Pear & Chocolate Clafouti

 


I'm trying to think of as many pear recipes as possible that can be served over the short (but monumental, given the size of the crop!) period of pear harvest we're now experiencing, without it all becoming drearily repetitive: pear souffle; pear sorbet; Tarte Bordaloue; pear tarts; crepes stuffed with baked pears, with a rum/pear/butterscotch sauce; pears, diced fine and served with honey over yoghurt, for breakfast; pear cake; pear-treacle pudding; tartine perigordine ....and this. 

It's a standard dessert clafouti recipe, but with the addition to the batter of a small amount of powdered chocolate, which takes the whole thing to a different level. 

For four, standard egg-dish servings.

Ingredients 80g flour; 60g + 2 tbs sugar; 2 eggs; 80g butter; 150 ml milk; 1 tsp vanilla flavouring; 1 tbs brandy; 1 tbs chocolate powder; 4-5 ripe medium-sized pears.

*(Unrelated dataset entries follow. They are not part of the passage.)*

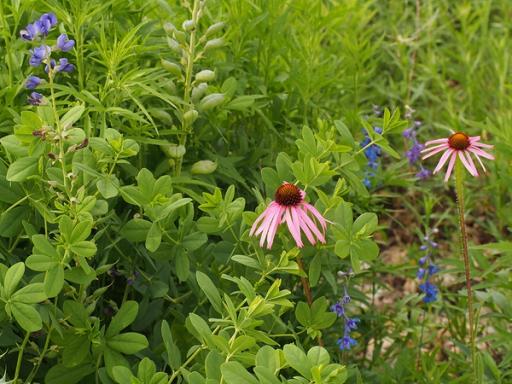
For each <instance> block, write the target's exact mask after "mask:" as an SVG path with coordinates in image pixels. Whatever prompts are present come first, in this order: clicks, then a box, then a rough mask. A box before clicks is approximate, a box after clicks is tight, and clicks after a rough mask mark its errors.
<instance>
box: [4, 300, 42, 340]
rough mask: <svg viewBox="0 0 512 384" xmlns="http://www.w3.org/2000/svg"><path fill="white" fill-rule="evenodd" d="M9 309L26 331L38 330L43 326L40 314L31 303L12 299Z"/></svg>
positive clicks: (12, 314) (39, 329) (35, 330)
mask: <svg viewBox="0 0 512 384" xmlns="http://www.w3.org/2000/svg"><path fill="white" fill-rule="evenodd" d="M11 311H12V315H13V316H14V318H15V319H16V321H17V322H18V324H19V325H20V326H21V328H23V329H24V330H25V331H27V332H35V331H39V330H40V329H41V328H42V327H43V322H42V320H41V316H40V315H39V313H38V312H37V311H36V310H35V309H34V307H32V306H31V305H29V304H25V303H20V302H17V301H13V302H11Z"/></svg>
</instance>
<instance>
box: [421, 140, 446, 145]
mask: <svg viewBox="0 0 512 384" xmlns="http://www.w3.org/2000/svg"><path fill="white" fill-rule="evenodd" d="M447 142H448V139H435V140H430V141H427V142H426V143H425V145H426V146H428V145H431V144H438V143H447Z"/></svg>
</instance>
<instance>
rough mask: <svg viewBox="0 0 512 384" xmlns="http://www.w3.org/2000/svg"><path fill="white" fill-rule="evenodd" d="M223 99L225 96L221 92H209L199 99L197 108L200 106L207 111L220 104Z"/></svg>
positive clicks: (220, 103)
mask: <svg viewBox="0 0 512 384" xmlns="http://www.w3.org/2000/svg"><path fill="white" fill-rule="evenodd" d="M224 99H225V96H224V94H223V93H211V94H209V95H207V96H205V97H204V98H203V99H202V100H201V102H200V104H199V108H201V109H202V110H203V111H207V110H209V109H212V108H215V107H217V106H218V105H220V104H222V103H223V102H224Z"/></svg>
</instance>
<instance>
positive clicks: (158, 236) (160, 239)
mask: <svg viewBox="0 0 512 384" xmlns="http://www.w3.org/2000/svg"><path fill="white" fill-rule="evenodd" d="M161 243H162V231H161V230H160V225H159V224H158V223H153V224H152V225H151V228H149V231H148V234H147V237H146V248H147V250H148V251H149V252H155V251H156V250H157V249H158V247H160V244H161Z"/></svg>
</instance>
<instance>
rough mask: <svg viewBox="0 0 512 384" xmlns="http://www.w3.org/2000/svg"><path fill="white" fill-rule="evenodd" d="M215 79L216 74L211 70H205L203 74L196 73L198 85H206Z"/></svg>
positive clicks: (202, 72) (206, 69)
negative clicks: (206, 83)
mask: <svg viewBox="0 0 512 384" xmlns="http://www.w3.org/2000/svg"><path fill="white" fill-rule="evenodd" d="M213 79H215V72H213V71H210V70H209V69H204V70H202V71H201V72H198V73H196V81H197V82H198V83H206V82H208V81H212V80H213Z"/></svg>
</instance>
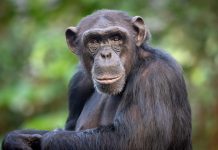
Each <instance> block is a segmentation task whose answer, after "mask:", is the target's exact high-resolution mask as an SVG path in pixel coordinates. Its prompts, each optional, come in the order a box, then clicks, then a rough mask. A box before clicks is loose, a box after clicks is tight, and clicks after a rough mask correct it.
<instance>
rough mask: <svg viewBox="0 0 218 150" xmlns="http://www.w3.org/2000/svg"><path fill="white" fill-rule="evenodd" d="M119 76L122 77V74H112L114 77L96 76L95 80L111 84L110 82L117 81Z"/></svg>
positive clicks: (108, 83) (112, 82)
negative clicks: (118, 74) (116, 75)
mask: <svg viewBox="0 0 218 150" xmlns="http://www.w3.org/2000/svg"><path fill="white" fill-rule="evenodd" d="M121 77H122V75H120V76H114V77H111V76H107V77H106V76H105V77H96V78H95V80H96V81H97V82H98V83H100V84H112V83H114V82H116V81H118V80H119V79H120V78H121Z"/></svg>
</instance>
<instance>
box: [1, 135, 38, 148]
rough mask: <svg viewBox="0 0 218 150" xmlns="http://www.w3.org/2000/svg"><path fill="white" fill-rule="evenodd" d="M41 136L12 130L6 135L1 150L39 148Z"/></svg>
mask: <svg viewBox="0 0 218 150" xmlns="http://www.w3.org/2000/svg"><path fill="white" fill-rule="evenodd" d="M41 137H42V136H41V135H40V134H22V133H19V132H17V131H13V132H10V133H9V134H8V135H6V137H5V139H4V141H3V143H2V150H17V149H18V150H39V149H40V139H41Z"/></svg>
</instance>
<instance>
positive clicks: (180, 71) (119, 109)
mask: <svg viewBox="0 0 218 150" xmlns="http://www.w3.org/2000/svg"><path fill="white" fill-rule="evenodd" d="M170 63H172V62H170ZM142 68H143V69H142ZM190 130H191V123H190V107H189V105H188V102H187V93H186V88H185V83H184V80H183V77H182V75H181V70H180V69H179V68H178V67H177V66H176V64H172V65H171V64H167V63H165V62H162V61H156V62H152V63H151V64H150V65H148V64H145V65H144V66H141V68H140V69H139V70H138V71H137V73H135V75H134V76H133V77H132V78H131V77H130V78H129V80H128V82H127V85H126V90H125V92H124V93H123V99H122V101H121V103H120V105H119V108H118V110H117V113H116V116H115V119H114V122H113V124H112V125H110V126H100V127H98V128H95V129H88V130H84V131H80V132H75V131H56V132H49V133H47V134H45V135H44V136H43V137H42V143H41V144H42V145H41V146H42V149H43V150H45V149H46V150H52V149H73V150H80V149H84V150H85V149H89V150H101V149H106V150H107V149H116V150H121V149H147V150H166V149H177V150H190V149H191V143H190V141H191V139H190V134H189V133H190ZM178 139H179V141H180V142H179V143H178V141H177V140H178ZM171 143H174V144H173V145H171Z"/></svg>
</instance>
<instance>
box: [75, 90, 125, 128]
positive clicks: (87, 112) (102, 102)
mask: <svg viewBox="0 0 218 150" xmlns="http://www.w3.org/2000/svg"><path fill="white" fill-rule="evenodd" d="M120 99H121V98H120V96H109V95H106V94H99V93H97V92H94V93H93V95H92V96H91V97H90V99H88V100H87V102H86V104H85V106H84V108H83V110H82V112H81V114H80V116H79V118H78V120H77V123H76V128H75V130H76V131H79V130H84V129H90V128H96V127H98V126H100V125H109V124H112V123H113V120H114V117H115V113H116V111H117V107H118V105H119V103H120Z"/></svg>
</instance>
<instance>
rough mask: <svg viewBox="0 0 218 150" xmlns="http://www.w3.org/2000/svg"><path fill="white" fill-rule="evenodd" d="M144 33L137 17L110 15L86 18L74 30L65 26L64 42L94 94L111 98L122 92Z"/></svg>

Icing sugar, for serving (optional)

Method:

1. Grease four standard egg dishes, and arrange in them the pears, which have been peeled, quartered and cored (If the quarters are large, divide them again into eighths). Sprinkle the pear pieces with the 2 tbs sugar and bake them for about 20 minutes in a 190 degree C oven.

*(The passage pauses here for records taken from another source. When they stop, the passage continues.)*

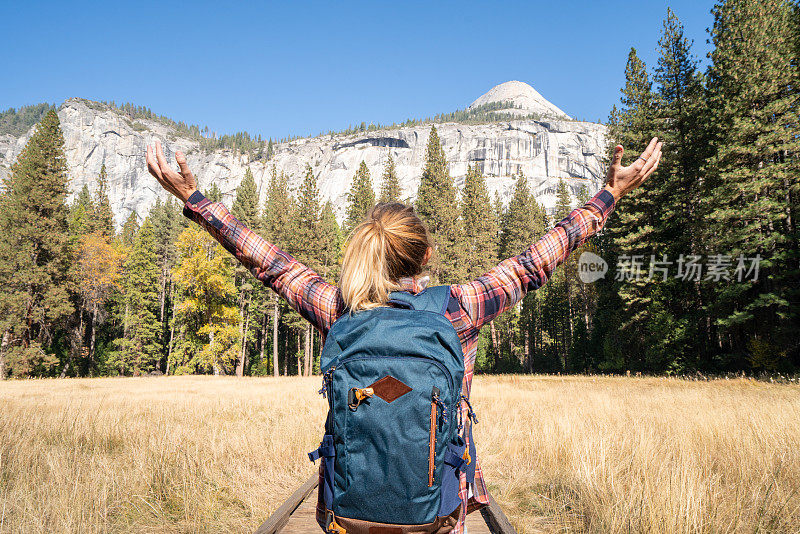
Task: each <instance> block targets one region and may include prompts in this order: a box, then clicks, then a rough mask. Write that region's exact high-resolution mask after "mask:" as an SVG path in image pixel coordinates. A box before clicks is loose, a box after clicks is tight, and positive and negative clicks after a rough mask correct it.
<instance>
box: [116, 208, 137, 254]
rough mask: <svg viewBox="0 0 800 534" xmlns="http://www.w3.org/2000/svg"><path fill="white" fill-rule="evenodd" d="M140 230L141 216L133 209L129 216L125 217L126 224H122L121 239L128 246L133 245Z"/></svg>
mask: <svg viewBox="0 0 800 534" xmlns="http://www.w3.org/2000/svg"><path fill="white" fill-rule="evenodd" d="M138 232H139V216H138V215H137V214H136V212H135V211H132V212H131V214H130V215H128V218H127V219H125V224H123V225H122V232H120V235H119V239H120V241H121V242H122V244H123V245H124V246H126V247H130V246H132V245H133V241H134V239H136V234H137V233H138Z"/></svg>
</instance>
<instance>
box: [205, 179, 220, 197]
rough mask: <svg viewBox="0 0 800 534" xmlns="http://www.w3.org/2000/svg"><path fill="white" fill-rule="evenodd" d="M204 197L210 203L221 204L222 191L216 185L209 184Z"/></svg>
mask: <svg viewBox="0 0 800 534" xmlns="http://www.w3.org/2000/svg"><path fill="white" fill-rule="evenodd" d="M204 195H205V197H206V198H207V199H208V200H210V201H211V202H222V191H221V190H220V188H219V186H218V185H217V184H216V183H213V184H211V185H210V186H209V187H208V189H206V191H205V193H204Z"/></svg>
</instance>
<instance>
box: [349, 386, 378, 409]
mask: <svg viewBox="0 0 800 534" xmlns="http://www.w3.org/2000/svg"><path fill="white" fill-rule="evenodd" d="M374 394H375V390H374V389H372V388H350V391H348V392H347V406H349V407H350V409H351V410H353V411H356V409H357V408H358V407H359V405H361V403H362V402H363V401H365V400H367V399H368V398H370V397H371V396H373V395H374Z"/></svg>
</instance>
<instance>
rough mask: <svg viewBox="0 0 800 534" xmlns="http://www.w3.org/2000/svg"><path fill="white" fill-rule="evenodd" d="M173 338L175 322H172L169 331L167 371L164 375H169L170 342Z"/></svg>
mask: <svg viewBox="0 0 800 534" xmlns="http://www.w3.org/2000/svg"><path fill="white" fill-rule="evenodd" d="M174 337H175V321H172V325H171V326H170V329H169V347H167V370H166V371H165V372H164V374H165V375H169V368H170V364H171V363H172V340H173V339H174Z"/></svg>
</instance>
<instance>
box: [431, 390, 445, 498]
mask: <svg viewBox="0 0 800 534" xmlns="http://www.w3.org/2000/svg"><path fill="white" fill-rule="evenodd" d="M441 402H442V401H440V400H439V388H437V387H436V386H433V391H431V431H430V434H429V439H428V487H429V488H430V487H431V486H433V470H434V461H433V460H434V458H433V457H434V454H435V452H436V426H437V425H436V423H437V419H439V418H438V417H437V416H438V414H439V410H438V408H439V404H440V403H441Z"/></svg>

2. Melt the butter over a gentle heat, and leave it to cool.

3. In a liquidizer jar, blend together all the remaining ingredients, and once the melted butter has cooled somewhat, add this also and blend again. 

4. Remove the egg dishes with the baked pears from the oven, and divide the chocolate batter equally between them. Return the dishes to the oven for 25 minutes until puffed and proud.

Dust the tops of the clafoutis with icing sugar, to serve.